1. ## Prove using (ONLY) Rolle's Theorem (??)

How do I prove the following theorem, using ONLY Rolle's theorem?

Suppose that for some real number a,
f(x) is continuous on [a, inf)
and f '(x) exists on (a,inf)
with f '(x)>0 for all x>a
Then f(x)>f(a) for all x>a

I think I'm right in saying that Rolle's theorem is;

if a function f of real value is continuous on [a,b], differentiable on (a,b) and f(a)=f(b) then there exists a C in (a,b) such that f'(C)=0

but how do i PROVE the above theorem from that?

Thank you

2. Originally Posted by DBsHo
How do I prove the following theorem, using ONLY Rolle's theorem?

Suppose that for some real number a,
f(x) is continuous on [a, inf)
and f '(x) exists on (a,inf)
with f '(x)>0 for all x>a
Then f(x)>f(a) for all x>a

I think I'm right in saying that Rolle's theorem is;

if a function f of real value is continuous on [a,b], differentiable on (a,b) and f(a)=f(b) then there exists a C in (a,b) such that f'(C)=0

but how do i PROVE the above theorem from that?

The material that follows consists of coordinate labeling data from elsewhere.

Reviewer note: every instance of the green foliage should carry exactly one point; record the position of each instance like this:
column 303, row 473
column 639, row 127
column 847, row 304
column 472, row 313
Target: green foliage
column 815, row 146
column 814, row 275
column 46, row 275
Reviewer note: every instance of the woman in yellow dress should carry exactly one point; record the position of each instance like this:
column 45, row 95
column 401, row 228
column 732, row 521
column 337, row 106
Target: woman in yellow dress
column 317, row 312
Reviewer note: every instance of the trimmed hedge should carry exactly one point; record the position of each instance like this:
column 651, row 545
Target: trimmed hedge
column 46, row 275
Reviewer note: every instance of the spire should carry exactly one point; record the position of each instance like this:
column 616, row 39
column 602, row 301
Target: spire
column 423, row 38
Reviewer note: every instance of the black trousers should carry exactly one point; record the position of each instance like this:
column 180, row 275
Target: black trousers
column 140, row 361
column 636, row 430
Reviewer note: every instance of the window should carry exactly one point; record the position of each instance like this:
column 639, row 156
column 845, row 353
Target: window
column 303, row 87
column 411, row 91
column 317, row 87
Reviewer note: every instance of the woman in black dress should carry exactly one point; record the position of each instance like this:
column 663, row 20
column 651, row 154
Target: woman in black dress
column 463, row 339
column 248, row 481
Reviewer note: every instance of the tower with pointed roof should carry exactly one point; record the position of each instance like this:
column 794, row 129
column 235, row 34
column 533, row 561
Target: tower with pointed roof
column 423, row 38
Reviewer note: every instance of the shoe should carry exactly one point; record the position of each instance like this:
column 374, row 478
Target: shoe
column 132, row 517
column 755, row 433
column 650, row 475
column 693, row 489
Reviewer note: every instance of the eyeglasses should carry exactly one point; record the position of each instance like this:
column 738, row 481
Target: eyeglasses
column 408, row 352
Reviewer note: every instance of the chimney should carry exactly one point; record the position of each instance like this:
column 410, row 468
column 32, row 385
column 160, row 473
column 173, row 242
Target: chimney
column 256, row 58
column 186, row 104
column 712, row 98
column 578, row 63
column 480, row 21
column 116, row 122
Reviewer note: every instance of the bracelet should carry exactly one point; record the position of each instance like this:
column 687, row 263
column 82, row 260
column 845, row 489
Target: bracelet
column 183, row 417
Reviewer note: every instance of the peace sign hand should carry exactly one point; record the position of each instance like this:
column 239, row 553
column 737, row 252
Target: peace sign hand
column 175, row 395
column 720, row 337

Clearly, we must have that either $\displaystyle f(x)<f(a)$ or $\displaystyle f(x)>f(a)$ for all $\displaystyle x\in[a,\infty]$. To see this suppose that there were some points where $\displaystyle f(x)<f(a)$ and some where $\displaystyle f(x)>f(a)$. Then, since $\displaystyle f$ is continuous the IVT furnishes us with a $\displaystyle \xi\in[a,\infty]$ such that $\displaystyle f\left(\xi\right)=f(a)$ at which point Rolle's theorem tells us that $\displaystyle f'(x)=0$ for some point in $\displaystyle (a,\infty)$, this is a contradiction.
4. Basically he has shown that you must have that either $\displaystyle f(x)>f(a)$ or $\displaystyle f(x)<f(a)$ for all $\displaystyle x\in (a,\infty)$. Otherwise you would contradict $\displaystyle f'(x)>0$ $\displaystyle \forall x\in (a,\infty)$. Then since $\displaystyle f'(x)>$ you know which of the choices must be correct.